For a long time I have written a blog post at the end of each school year. I write on this blog off and on during the year, most of the time without posting my words because I don't think they are especially interesting. But like looking back at a yearbook or album, I think that a blogged review of my Junior year of college is a good and right thing to do.
Being on the edge of an exciting summer always makes me wish I was at home on my back porch... I think in some ways because I'm always willing my life to slow down.
I know that it is ridiculous to lament growing up when I am 21 years old, but it is my honest truth.
New York City. If you had told 18-year-old me that I would spend two summer months in New York City I would have thought that 21-year-old me had arrived, that she had done it.
But 21-year-old me has lost some of that excitement and replaced it with a desire to do well and make a life for myself. The stakes seem higher now.
My good friend told me today that we were too young to be thinking about adult things.
We are too young to be so old, something like that.
Am I? Are we? When does life begin and adolescence end?
I think on my big days I feel very capable and ready to be an adult already. Let's just get things moving, get on with it.
On my small days, I feel pressed in by a year left in college. Those questions I was asked my senior year in high school revised for my "real life".
Small days can dig deeply and cut into dreams and the life that our Father of light has for us.
Big days are just grace-soaked and we are covered in peace.
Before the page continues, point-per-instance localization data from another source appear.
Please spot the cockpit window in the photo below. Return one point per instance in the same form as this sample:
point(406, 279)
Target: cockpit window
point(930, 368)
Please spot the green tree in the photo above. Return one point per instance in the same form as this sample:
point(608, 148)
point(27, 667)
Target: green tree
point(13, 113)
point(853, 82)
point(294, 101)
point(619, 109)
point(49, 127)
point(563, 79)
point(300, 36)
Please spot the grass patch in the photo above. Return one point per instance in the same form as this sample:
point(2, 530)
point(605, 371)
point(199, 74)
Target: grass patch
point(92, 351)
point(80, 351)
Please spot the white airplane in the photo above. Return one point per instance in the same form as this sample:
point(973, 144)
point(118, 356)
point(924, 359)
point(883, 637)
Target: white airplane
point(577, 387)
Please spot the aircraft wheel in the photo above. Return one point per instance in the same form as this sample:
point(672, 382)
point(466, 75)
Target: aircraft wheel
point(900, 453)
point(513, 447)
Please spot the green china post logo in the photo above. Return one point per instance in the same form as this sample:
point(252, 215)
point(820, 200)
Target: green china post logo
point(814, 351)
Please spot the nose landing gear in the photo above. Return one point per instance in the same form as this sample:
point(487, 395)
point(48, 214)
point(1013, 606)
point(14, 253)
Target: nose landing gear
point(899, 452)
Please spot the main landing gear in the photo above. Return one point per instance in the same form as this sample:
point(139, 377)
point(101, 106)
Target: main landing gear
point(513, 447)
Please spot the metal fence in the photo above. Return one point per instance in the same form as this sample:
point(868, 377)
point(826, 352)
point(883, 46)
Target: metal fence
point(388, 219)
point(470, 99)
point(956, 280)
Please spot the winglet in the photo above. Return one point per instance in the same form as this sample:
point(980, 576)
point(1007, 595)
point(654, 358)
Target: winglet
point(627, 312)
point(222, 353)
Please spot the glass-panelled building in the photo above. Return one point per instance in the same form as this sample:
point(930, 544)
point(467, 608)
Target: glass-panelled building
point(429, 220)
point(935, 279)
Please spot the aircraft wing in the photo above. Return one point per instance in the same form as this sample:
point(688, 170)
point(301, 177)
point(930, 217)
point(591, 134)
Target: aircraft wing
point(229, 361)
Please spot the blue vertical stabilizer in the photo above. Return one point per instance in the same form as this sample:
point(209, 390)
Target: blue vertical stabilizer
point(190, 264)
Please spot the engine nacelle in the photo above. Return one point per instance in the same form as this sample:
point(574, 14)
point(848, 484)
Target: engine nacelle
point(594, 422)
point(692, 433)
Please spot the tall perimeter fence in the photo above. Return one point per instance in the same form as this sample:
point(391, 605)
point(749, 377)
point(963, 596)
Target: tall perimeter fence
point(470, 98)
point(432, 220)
Small and big days don't follow a schedule, but they do follow the weeks where my prayers and thoughts are far from or near to Jesus. Not because reading the Bible instantly comforts, but because in simple faith it is good to lean on Jesus no matter what the day feels like.
But the joys of living between those big and small days are real. They are true.
There is such joy to be found in walking away from an old way of thinking and letting someone in to see who you really are, the ugly and the redeemed.
There is joy to be found crying with a friend over nothing because life brings pain and it demands to be center stage sometimes.
There is great joy in saying you're sorry even when the words taste terrible and you don't want to be wrong, but Jesus shows you that you are. He does it gently and with great care not to bruise, only to bind up.
There is joy in repeated pain and conversations that seem to be circles. If you look closely, you can find joy even there.
There is joy in rejection. Joy in acceptance.
There is joy in laughing at yourself for painting and loving the process.
There is joy in saying that life is hard and that those moments scream at you when everything else is silent.
There is joy in being honest.
There is joy in skipping class to be with Jesus for an hour, in crying over lyrics that someone must have written just for you.
There is joy in forgiveness for sins you thought you were too good for, but praise Jesus for showing you that you don't have to be perfect because He is.
There is joy in laughing, watching Netflix, reading books, buying plants and pretty candles, calling your mom, taking naps, cleaning the kitchen, writing in your third journal of the year, running, and singing.
There isn't joy because life always includes an up, a silver lining. There isn't joy because I'm a good Christian. There isn't joy because by Junior year I finally get it.
There is immeasurable joy because Jesus says it is so. He says that we can count it pure joy, always.
To live for Him.
To sing with Him.
To cry out to Him in anger and confusion.
To wrap up tight in prayer and feel alone but try anyway.
To give Him the big and the small days, even when the lies whisper and tell you to stay far away from Jesus.
If you read any of my other posts, you'll see a pattern. I run and hide and Jesus always finds me. He comes into my small and brings His big.
He loves me.
He loves you.
I hope that each year brings this same welled-up feeling. The feeling that a new adventure is beginning. I always wondered who would go on my adventures with me, but now I see that I always had a friend.
I've never been alone.
Not once, not possible.
Maybe next year's post will have an exciting job in it, a new city, a big plan. But maybe by next year I will have learned to accept and live in Jesus' joy even more. And maybe no matter where I go or what the next big adventure is, I'll at be confident in the one who will always go with me.
Junior year was about hiding from joy, finding joy and learning joy.